Been meaning to link to the beautiful redesign of the personal site of my friend Jorge Quinteros for a while now. Check it out. Understaded elegance at work here.
Letters of Note: Blade Runner will prove invincible
Let me sum it up this way. Science fiction has slowly and ineluctably settled into a monotonous death: it has become inbred, derivative, stale. Suddenly you people have come in, some of the greatest talents currently in existence, and now we have a new life, a new start. As for my own role in the BLADE RUNNER project, I can only say that I did not know that a work of mine or a set of ideas of mine could be escalated into such stunning dimensions. My life and creative work are justified and completed by BLADE RUNNER. Thank you..and it is going to be one hell of a commercial success. It will prove invincible.
Philip K. Dick wrote this five months before he died, four months before film was released, and only having seen a short clip on TV. Yet, even he knew then what we know now. Every science fiction film made since owes a tremendous debt to Blade Runner.
Of further note, if you have not seen the Final Cut (not to be confused with the directors cut – see here) of the film you have not seen the film and, I would argue, you have perhaps seen one of the worst sci-fi films made, not the best.
Also, Letters of Note is one of my favorite diversions on all of the internets.

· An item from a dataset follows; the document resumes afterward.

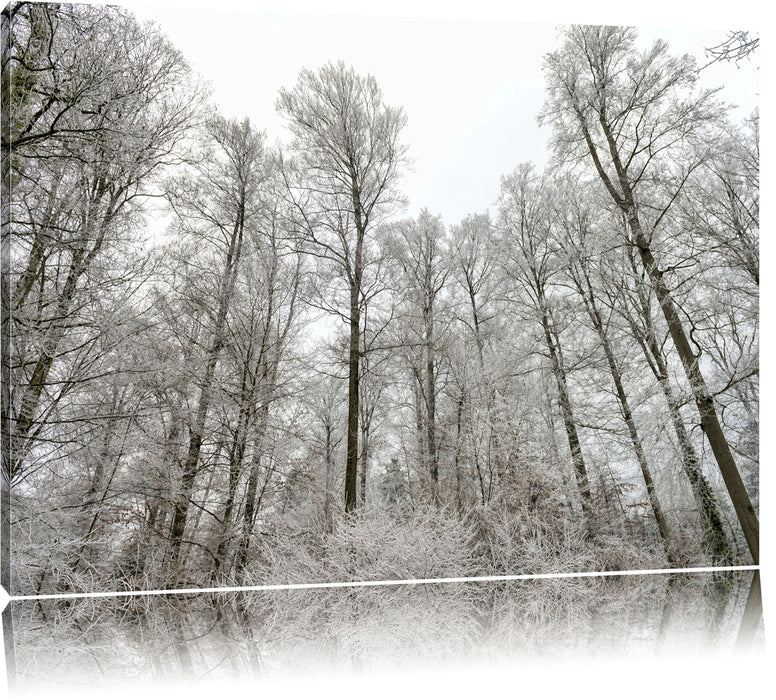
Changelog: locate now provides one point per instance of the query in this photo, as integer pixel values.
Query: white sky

In industrialized countries the same thing happened with food in the middle of the twentieth century. As food got cheaper (or we got richer; they’re indistinguishable), eating too much started to be a bigger danger than eating too little. We’ve now reached that point with stuff. For most people, rich or poor, stuff has become a burden.
Yep.
The result of all this is that it’s even harder to find blogs that you can read for pleasure. Whereas reading offline is for downtime, reading online has been demoted to killing time, and tablogging is to blame. I think it’s time that well-meaning publishers abandoned the blog format in favour of something more suitable for their content, their audience, and their long-term prosperity.
Every bit of this is so good I wish I could quote the whole thing.